Single by Lebo M

from the album Rhythm of the Pride Lands
- A-side: "Hakuna Matata"
- Released: February 28, 1995
- Length: 4:51
- Label: Walt Disney
- Songwriters: Lebo M; Mark Mancina; Jay Rifkin;
- Producers: Mark Mancina; Jay Rifkin;

= He Lives in You =

"He Lives in You" is a song written and performed by Lebo M and his South African Choir and co-written by Mark Mancina and Jay Rifkin, originally for Rhythm of the Pride Lands, a 1995 album inspired by the 1994 film The Lion King. It is also performed twice (first in a shorter form, "They Live in You", and then in its full form) in the stage musical adaptation of The Lion King, first produced in 1997. Furthermore, an abridged version of the song was used for the opening of the 1998 sequel film The Lion King II: Simba's Pride.

==The Lion King musical==

Simba and the ensemble performing "He Lives in You" from the second act of The Lion King musical

The song initially appears in Act I as "They Live in You", which is sung by Mufasa to his young son Simba. Mufasa explains that the Great Kings of the Past are watching over them from the stars above. If Simba ever feels alone, he can trust that the Great Kings are there, as Mufasa will also be one day.

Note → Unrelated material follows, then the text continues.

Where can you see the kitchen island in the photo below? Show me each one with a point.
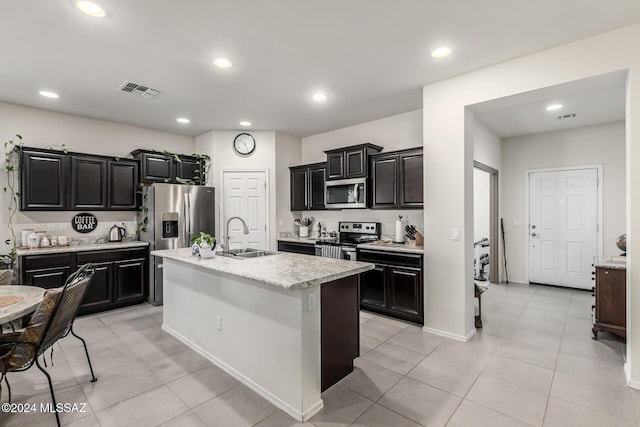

Later, in Act II, Rafiki finds a lonely and forlorn Simba in the jungle and explains to the lion that his father Mufasa lives on through the song "He Lives in You". In the musical, this serves as a reprise of "They Live in You". Simba follows Rafiki to a pool of water, in which Simba sees only his own reflection at first and is skeptical. As the song becomes quieter, however, the face of Mufasa appears above the stage in the starry night sky. He tells Simba to "remember who you are" before fading away. Simba, invigorated and realizing what he now must do, leaps up from the pool as ensemble singers appear on the stage for the second part of the song. The ensemble, Rafiki, and Simba join in a joyous celebration before Simba returns to the Pride Lands to challenge Scar.

==The Lion King II: Simba's Pride==
The song is used in the opening sequence of The Lion King II: Simba's Pride, sung by Lebo M. Animals are shown traveling to Pride Rock to witness the presentation of Simba and Nala's newborn daughter, Kiara. The main theme of the song is that Mufasa's legacy lives on, despite his death. Mufasa's spirit is also seen watching over the presentation of his granddaughter.

==The Lion King (2019 film)==
Lebo M performs a Xhosa version of the song that plays over the credits of the 2019 remake film and is included on the film's soundtrack.

==Cover versions==
Tina Turner's version was featured on the compilation album The Lion King Collection as well as the credits of the film during some non-English dubs.

Diana Ross recorded the song for her 1999 album, Every Day Is a New Day and for the 1999 movie Double Platinum where her character Olivia King sang it.

TRF recorded the song for the Japanese version of Simba's Pride, releasing their version as their 25th single in 1999.

Lonnie Gordon recorded a house version for her album No Regret and released it as a single in 2001. The same year, Michael Crawford sang this song as part of a medley on The Disney Album.

"They Live in You" was used by Johnny Mathis for his 2000 album, Mathis on Broadway.

The song was covered by Elijah Kelley for Disneymania 6.

In 2015, the song was including in a Lion King songs medley performed by YouTuber and singer Georgia Merry.

Michael Ball and Alfie Boe covered the song on their album Together Again in 2017.

Destiny Chukunyere covered it during Movie Week and her finale performance in the second season of X Factor Malta in 2020.